Which brings me to lesson number three:
A Beetle’s windscreen wiper and its water tank. This rather small tank (about 1 ltr.) is situated beneath the spare wheel in the boot (i.e. front) of the car. It is powered by excess pressure of the spare wheel causing the water to trickle and spurt at the windscreen rather than spray it clean. It also caused me to constantly worry that the pressure might decrease even further or the spare wheel might go flat even though my father had assured me time and time again that this could not happen, thanks to some mysterious safety valves. However, before this concern could cause me any sleepless nights I needed to obtain said water tank first.

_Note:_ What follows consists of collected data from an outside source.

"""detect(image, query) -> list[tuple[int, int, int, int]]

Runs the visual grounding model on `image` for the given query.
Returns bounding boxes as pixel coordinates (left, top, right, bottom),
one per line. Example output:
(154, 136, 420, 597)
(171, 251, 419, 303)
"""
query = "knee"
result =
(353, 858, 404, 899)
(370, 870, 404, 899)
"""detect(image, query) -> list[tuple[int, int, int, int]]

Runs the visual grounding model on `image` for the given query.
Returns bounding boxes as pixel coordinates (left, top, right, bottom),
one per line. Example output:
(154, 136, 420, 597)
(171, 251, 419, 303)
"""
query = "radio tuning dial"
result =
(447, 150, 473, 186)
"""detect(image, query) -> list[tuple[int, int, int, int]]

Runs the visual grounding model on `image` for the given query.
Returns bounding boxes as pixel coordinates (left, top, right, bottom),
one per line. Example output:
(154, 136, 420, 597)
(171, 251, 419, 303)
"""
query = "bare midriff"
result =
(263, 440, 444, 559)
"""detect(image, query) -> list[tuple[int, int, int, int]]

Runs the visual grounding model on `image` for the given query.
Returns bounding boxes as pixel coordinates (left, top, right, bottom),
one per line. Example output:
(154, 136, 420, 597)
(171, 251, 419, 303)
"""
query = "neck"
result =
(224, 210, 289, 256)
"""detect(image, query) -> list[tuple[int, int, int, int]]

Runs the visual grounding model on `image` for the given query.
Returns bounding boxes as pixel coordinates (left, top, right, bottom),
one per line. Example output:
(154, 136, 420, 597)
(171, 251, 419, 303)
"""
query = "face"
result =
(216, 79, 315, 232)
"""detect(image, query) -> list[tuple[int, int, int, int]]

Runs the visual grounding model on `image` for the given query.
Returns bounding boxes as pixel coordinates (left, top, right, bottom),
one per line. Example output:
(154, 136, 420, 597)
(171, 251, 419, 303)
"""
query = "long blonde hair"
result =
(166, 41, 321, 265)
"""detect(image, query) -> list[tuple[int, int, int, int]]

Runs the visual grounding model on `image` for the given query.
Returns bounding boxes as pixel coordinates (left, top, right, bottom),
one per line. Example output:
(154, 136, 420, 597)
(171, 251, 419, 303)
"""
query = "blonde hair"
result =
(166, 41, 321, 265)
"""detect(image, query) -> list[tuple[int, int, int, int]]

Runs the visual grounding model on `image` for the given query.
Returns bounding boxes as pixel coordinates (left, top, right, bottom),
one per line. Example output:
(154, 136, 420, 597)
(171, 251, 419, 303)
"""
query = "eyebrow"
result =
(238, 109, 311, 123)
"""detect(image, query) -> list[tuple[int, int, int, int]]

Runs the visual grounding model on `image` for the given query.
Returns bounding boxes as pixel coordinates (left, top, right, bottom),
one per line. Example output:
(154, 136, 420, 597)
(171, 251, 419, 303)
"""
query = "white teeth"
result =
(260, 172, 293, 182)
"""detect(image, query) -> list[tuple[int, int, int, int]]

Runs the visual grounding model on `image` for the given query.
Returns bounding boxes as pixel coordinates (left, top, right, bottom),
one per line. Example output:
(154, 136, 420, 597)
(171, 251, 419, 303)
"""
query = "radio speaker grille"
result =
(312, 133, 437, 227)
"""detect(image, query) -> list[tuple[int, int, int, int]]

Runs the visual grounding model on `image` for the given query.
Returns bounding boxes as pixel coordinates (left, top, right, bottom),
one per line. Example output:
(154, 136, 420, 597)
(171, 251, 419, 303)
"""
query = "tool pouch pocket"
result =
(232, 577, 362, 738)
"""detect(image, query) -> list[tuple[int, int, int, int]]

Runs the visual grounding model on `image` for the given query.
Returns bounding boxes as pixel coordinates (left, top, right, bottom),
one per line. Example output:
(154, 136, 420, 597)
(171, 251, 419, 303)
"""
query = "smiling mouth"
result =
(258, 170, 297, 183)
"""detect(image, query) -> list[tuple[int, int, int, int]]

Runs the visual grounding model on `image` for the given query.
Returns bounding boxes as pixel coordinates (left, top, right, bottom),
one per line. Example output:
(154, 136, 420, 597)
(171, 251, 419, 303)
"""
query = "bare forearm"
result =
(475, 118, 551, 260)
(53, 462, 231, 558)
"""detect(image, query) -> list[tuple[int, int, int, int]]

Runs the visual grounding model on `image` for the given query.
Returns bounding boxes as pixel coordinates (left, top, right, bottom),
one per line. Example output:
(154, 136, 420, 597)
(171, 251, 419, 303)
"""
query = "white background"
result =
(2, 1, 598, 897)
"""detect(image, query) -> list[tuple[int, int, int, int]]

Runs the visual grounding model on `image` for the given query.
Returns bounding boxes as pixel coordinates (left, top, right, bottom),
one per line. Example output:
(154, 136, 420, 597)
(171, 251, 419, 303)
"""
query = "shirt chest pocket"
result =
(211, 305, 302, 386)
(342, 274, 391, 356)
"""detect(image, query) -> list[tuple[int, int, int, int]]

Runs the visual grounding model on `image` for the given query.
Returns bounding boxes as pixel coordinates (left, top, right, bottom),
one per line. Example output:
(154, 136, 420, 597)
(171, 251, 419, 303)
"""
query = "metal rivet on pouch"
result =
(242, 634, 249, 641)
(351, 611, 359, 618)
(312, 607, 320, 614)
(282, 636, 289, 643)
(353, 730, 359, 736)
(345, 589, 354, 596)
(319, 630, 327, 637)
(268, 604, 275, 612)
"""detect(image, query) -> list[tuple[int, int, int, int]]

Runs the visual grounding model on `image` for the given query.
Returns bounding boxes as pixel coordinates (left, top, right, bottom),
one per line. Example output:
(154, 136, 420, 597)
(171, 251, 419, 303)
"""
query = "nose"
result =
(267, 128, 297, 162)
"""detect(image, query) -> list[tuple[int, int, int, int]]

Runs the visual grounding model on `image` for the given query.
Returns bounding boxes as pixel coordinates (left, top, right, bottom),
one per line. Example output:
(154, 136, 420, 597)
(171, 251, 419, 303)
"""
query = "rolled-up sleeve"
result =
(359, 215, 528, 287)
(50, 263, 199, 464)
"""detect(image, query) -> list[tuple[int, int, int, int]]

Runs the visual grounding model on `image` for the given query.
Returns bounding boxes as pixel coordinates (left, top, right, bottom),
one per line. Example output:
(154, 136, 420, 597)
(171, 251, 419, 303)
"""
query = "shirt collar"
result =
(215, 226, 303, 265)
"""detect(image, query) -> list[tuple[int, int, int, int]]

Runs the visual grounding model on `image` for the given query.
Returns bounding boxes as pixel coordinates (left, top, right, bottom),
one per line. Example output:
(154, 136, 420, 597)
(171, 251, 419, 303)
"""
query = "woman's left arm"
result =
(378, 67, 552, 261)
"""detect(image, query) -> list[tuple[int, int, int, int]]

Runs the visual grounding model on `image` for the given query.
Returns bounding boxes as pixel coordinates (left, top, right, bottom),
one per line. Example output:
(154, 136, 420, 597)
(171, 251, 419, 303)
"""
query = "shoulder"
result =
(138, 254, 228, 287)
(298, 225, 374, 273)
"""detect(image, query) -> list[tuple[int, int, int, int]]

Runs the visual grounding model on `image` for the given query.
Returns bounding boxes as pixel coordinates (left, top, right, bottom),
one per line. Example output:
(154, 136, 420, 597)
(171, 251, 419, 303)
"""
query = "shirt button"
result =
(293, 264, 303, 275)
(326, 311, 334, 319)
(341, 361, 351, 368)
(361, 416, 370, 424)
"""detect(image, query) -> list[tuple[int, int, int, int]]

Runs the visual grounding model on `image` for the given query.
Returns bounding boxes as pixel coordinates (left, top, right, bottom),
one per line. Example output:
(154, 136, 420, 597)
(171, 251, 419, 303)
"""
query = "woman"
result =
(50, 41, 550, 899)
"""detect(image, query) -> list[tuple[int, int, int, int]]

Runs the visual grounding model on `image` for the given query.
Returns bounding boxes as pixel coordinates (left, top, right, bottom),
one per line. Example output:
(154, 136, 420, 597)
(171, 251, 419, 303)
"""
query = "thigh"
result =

And being a scholar with little to no income I could not walk into your next VW spares dealership and order what I needed. Instead I drove to a scrap yard and dug out an old tank from an even older Beetle rusting away quietly in its corner. Once we had successfully installed the water tank we noticed that whatever the water-jet was aiming for was not necessarily the windscreen. I then started “adjusting” the angle by inserting a pin into the nozzle and moving it in the direction of the windscreen. This only made matters worse and worse until I finally gave up in disgust and never used the windscreen-wiper-washer-water tank ever again.
Lesson number four: the choke. This is genius and one of my favourite bits in this crazy car. A small tier-edged metal gizmo controlled by a bi-metal lever adjusts the petrol flow. As the engine warms up, the bimetal moves along the steps of the metal gizmo and thus decreases petrol flow until normal flow rate is resumed. No pulling of chokes and adjustment over time. Just one motivated step on the accelerator and you are good to go.
Lesson number five: the speedometer. The speedometer came with a mind of its own. It started off shivering and shaking its way up and down the scale like the finger of an old man suffering from Parkinson’s. But, with all the other lessons I had to learn about Ferdi this was one of my lesser concerns.
When the speedometer died altogether one day, this worried me only a bit and I resorted to eyeballing my speed instead. Luckily speed traps where rather rare in those days and usually oncoming traffic would flash their high beams warning you to slow down.
One morning on my way to school I heard a loud clanging sound of a metal bit being flung into the gutter at the roadside. Being pretty hardened at dealing with Ferdi’s constant complaints I chose to ignore this noise, just like a mother ignores her whining child at the supermarket till. As it turned out, this had not been a wise decision. After school I walked towards my car in the parking lot, I saw l long bit of metal sticking out of the right (or left?) front wheel hub. My brother and I gave it a rather puzzled inspection before it dawned on us: the clanging sound that morning must have had something to do with this. So, with the bit still sticking out of the hub, we drove back to where we had presumably lost some vital part of the car. My brother then scoured through the dry leaves littering the curb and found, amongst other things, what we had lost that morning: a dome-shaped metal hood that covers the wheel hub and allows for fastening the metal bit, which turned out to be the speedometer cable. And lo and behold: the speedometer worked like a dream once we had re-fitted the dome-thingy. At least for a while.